This article was written by Matthew McClearn and was published in the Globe & Mail on June 24, 2022.
Budget constraints force the National Capital Commission to defer maintenance until assets reach what it describes as ‘near-critical condition’
A Crown corporation that is Ottawa-Gatineau’s largest landowner expects climateinduced damage to its properties to “increase exponentially, as will complaints” and warns it might not be able to keep up with repairs.
In an assessment of its exposure to risks and vulnerabilities from climate change released Thursday, the National Capital Commission said it’s already deferring maintenance owing to budget constraints until assets reach what it described as “near-critical condition.”
The NCC manages more than one-10th of lands within the capital region, including federal buildings, parks and numerous other assets – estimated to be collectively worth $2.2-billion.
Yet summer heat and droughts are causing its roads and bridges to deteriorate more rapidly, reducing their lives by as much as half. It’s also fostering algae blooms that have clogged water pumps. Intense rainfall is already causing flooding that erodes shorelines and threatens to wash away archeological sites. Shorter, warmer winters have also been disrupting NCC programs such as skating on the Rideau Canal and skiing in Gatineau Park.
Climate change is expected to exacerbate such existing challenges – and create new ones. Meanwhile, the NCC’s parks are still recovering from repeated floods in 2017 and 2019, each causing tens of millions of dollars in damage. A month after an intense windstorm known as a derecho struck the region, crews continued to clear forested sites this week; several remain closed.
Emily Rideout, the NCC’s sustainable development program officer, said those successive extreme-weather events highlighted a need to draw up detailed plans to adapt.
“We have experiences that are telling us we need to be better prepared for these events,” she said. “And we have data telling us that there’s more to come.”
The NCC manages a range of roads, bridges, 1,600 properties, nearly two dozen parks, riverside paths, water and waste water systems, and telecommunications infrastructure. It also manages a collection of approximately 4,000 artworks and furniture, which are periodically displayed in its six official residences.
Thursday’s report anticipates that more numerous winter freeze-thaw cycles will damage concrete, masonry and roofs. Heritage buildings, many of which lack modern insulation and weren’t designed for extreme heat, could become infernal hellholes for occupants. Artworks, particularly those made from wood and paper, are vulnerable to heat and humidity, and could become increasingly difficult to protect.
The report is part of a three-year initiative by the NCC to adapt to climate change. By next fall, it promises to complete a 10year plan that will propose solutions for addressing identified hazards. Ms. Rideout pointed to research that asserts that the benefit-to-cost ratio of “pro-active” adaptation to climate change effects could be as high as 38 to 1 should greenhouse-gas emissions continue on their current trajectory, or 9 to 1 under a scenario of reduced emissions.
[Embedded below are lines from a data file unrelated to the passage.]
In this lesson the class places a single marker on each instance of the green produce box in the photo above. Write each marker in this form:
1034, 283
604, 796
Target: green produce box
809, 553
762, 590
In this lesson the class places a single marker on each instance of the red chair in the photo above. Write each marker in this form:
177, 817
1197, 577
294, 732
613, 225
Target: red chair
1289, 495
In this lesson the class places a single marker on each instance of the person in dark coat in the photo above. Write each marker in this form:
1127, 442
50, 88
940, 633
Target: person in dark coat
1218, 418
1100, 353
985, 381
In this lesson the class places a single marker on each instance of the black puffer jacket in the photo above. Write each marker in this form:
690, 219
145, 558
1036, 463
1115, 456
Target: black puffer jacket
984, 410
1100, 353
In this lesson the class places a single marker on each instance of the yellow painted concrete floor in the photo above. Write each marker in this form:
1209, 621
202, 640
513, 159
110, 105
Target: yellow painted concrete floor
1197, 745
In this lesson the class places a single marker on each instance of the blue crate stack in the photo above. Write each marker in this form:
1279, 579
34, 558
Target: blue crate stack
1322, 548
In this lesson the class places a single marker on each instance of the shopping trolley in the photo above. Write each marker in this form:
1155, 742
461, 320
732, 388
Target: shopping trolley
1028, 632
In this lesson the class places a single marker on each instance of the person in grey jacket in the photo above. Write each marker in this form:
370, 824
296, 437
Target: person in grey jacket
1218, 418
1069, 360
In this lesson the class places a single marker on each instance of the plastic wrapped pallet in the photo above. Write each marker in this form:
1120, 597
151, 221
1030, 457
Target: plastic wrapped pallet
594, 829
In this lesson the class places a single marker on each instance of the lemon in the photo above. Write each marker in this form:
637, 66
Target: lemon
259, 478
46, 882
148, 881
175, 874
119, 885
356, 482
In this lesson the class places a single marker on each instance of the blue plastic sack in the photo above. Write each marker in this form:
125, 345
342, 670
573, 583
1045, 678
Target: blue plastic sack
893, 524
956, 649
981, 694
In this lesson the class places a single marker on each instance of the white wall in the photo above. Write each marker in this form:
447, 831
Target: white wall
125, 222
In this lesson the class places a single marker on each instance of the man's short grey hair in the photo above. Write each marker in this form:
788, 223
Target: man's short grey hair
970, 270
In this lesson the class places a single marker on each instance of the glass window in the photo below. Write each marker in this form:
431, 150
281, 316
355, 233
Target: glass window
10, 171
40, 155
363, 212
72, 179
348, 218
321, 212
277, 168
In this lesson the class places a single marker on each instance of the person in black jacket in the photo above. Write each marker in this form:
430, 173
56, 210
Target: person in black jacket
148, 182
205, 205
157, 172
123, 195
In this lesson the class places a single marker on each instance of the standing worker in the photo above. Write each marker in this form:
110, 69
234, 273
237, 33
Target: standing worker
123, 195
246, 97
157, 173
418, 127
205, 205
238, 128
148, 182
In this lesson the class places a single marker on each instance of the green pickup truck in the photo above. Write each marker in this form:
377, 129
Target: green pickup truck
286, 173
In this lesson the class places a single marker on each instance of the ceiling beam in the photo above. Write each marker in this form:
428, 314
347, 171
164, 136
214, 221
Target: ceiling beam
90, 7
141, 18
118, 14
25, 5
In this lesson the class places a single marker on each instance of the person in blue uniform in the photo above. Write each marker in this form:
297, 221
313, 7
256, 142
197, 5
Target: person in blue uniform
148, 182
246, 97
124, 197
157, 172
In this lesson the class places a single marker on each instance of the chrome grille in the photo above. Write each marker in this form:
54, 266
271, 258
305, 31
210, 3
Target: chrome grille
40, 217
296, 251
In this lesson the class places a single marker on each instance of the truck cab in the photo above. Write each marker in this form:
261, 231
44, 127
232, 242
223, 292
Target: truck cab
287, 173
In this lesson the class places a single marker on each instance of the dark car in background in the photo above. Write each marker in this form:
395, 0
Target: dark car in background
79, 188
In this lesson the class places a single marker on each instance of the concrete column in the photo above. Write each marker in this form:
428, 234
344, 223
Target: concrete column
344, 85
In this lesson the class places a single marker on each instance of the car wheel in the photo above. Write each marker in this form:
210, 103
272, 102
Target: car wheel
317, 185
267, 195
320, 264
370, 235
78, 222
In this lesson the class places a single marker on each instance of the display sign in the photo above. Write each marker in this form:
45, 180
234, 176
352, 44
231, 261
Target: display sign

“We’re very aware of what the literature is saying: that being pro-active and planning for this will be the more affordable approach, rather than waiting for damages to happen and being in catch-up and repair mode all the time,” she said.
The NCC said it has already begun to address some threats, for example by applying rubber-based sealants to roads to protect them from heat, and building riverside paths to better resist erosion by adding riprap and vegetation. But it said its annual $92-million budget has been frozen since 2009, and warned that if rising climate risks aren’t properly managed, it will be forced to request more funding, decrease service or abandon some programs and assets.
The organization acknowledged deficiencies such as “an absence of a climate lens” to nearly all of its internal processes, from asset inspections to land use planning, and said it doesn’t collect data about the cost of extreme weather.
Many of the report’s findings echoed those contained in a separate climate vulnerability and risk assessment released earlier this week by the City of Ottawa. The municipality also expects higher temperatures, increased precipitation, and more flooding, tornadoes and heat waves.
The city’s report anticipates a wide range of consequences such as increased harm to trees and algae blooms; additional demand for air conditioning in schools, low-income housing and community buildings; falling agricultural yields; intensification of invasive species; and declines in winter tourism. It warned that climate change could result in interruptions to city services, increased costs and reduced service levels.
“To protect livability and prosperity in Ottawa, action is needed within three years on 40 priority risks,” the city said in a statement.